HOniton made the long trip down to the Roseland peninsular in to deepest darkest Cornwall to play their last away Cornish fixture. Roseland the host, have had a torrid season thus far and are currently second from bottom in what is a tough league.

Honiton set off at 10am, with several changes to personnel and a new skipper for the day, in Chris Huskins, but they were in buoyant mood as they took to the field.

Unfortunately, they had a less than auspicious start as, with in minutes, they lost influential prop Mick Huskins with a torn calf muscle. Phil “the power” Pavey jumped into his slot. This disruption and a bright start from the rather large host and two kicked penalties saw Honiton on the back foot for the first 10 minutes.

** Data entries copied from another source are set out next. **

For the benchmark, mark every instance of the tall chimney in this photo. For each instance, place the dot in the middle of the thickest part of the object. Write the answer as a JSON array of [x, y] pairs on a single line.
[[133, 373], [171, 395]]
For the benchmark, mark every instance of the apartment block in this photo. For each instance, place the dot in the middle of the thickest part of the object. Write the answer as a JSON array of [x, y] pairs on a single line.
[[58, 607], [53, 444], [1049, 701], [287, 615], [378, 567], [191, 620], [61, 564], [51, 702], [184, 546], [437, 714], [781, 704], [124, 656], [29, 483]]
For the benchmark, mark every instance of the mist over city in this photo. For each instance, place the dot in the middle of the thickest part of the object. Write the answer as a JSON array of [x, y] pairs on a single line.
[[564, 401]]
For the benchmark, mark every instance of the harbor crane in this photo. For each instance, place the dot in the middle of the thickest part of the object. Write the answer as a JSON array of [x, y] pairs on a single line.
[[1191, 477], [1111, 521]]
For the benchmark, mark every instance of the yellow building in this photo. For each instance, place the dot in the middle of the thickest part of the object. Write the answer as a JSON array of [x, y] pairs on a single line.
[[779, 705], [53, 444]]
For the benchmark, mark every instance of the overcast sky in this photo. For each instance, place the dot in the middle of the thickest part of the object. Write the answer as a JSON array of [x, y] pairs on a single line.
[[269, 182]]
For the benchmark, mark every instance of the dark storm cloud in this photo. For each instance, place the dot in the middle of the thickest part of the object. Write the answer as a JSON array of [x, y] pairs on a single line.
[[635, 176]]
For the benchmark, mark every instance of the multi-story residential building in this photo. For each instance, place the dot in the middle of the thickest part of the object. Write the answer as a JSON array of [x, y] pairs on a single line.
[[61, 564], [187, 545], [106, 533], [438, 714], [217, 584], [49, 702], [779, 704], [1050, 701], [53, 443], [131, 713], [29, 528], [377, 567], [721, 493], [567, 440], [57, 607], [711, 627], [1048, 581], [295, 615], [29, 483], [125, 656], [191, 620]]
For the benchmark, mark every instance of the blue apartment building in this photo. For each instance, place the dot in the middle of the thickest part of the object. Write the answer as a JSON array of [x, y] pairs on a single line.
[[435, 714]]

However, with the long journey out of the system and a general settling down, Honiton hit the opposition with a blitz of three well-worked tries. Excellent ball retention and recycling combined with slick hands all went to produce tries for centre Josh Barrett, prop Isaac Dalton and eight Josh Rice, with three well taken conversions from Glenn Channing

Honiton were in the driving seat. Tails up and, again, good handling saw Honiton put a further three tries in to the opposition in the remainder of the half. Ben Webber skinned his man for the first, Barrett got his second via route one and try of the half was dotted down by Ben Small, following a move that went from Honiton’s ten yard line, across and back the field three times for and unopposed score in the corner.

Channing converted all three and Honiton turned round an impressive 42-6 up.

The second half was a little more torrid for the Lacemen as the home side recovered from the shock of the try blitzed first half and using their size, the slope and wind they camped in Honiton’s half for several long periods.

Honiton defence is really quite good now a days and, despite the pressure, the line held firm throughout.

In the last 20, Honiton’s fitness showed and, following several breaks, especially from fullback Ollie Rice, Honiton were able to get behind the defence and, with slick hands from both backs and forwards, blitz the line again with scores from Luke Kenny and the hard working Jason Hannay. Andy Canniford rounded off an excellent 20 minutes as a sub with two great tackles and a brace of tries thrown in. Channing only missed one kick all day, and that one shaved the post.

Honiton ran out comfortable winners by 68-6 in what was a really good team performance.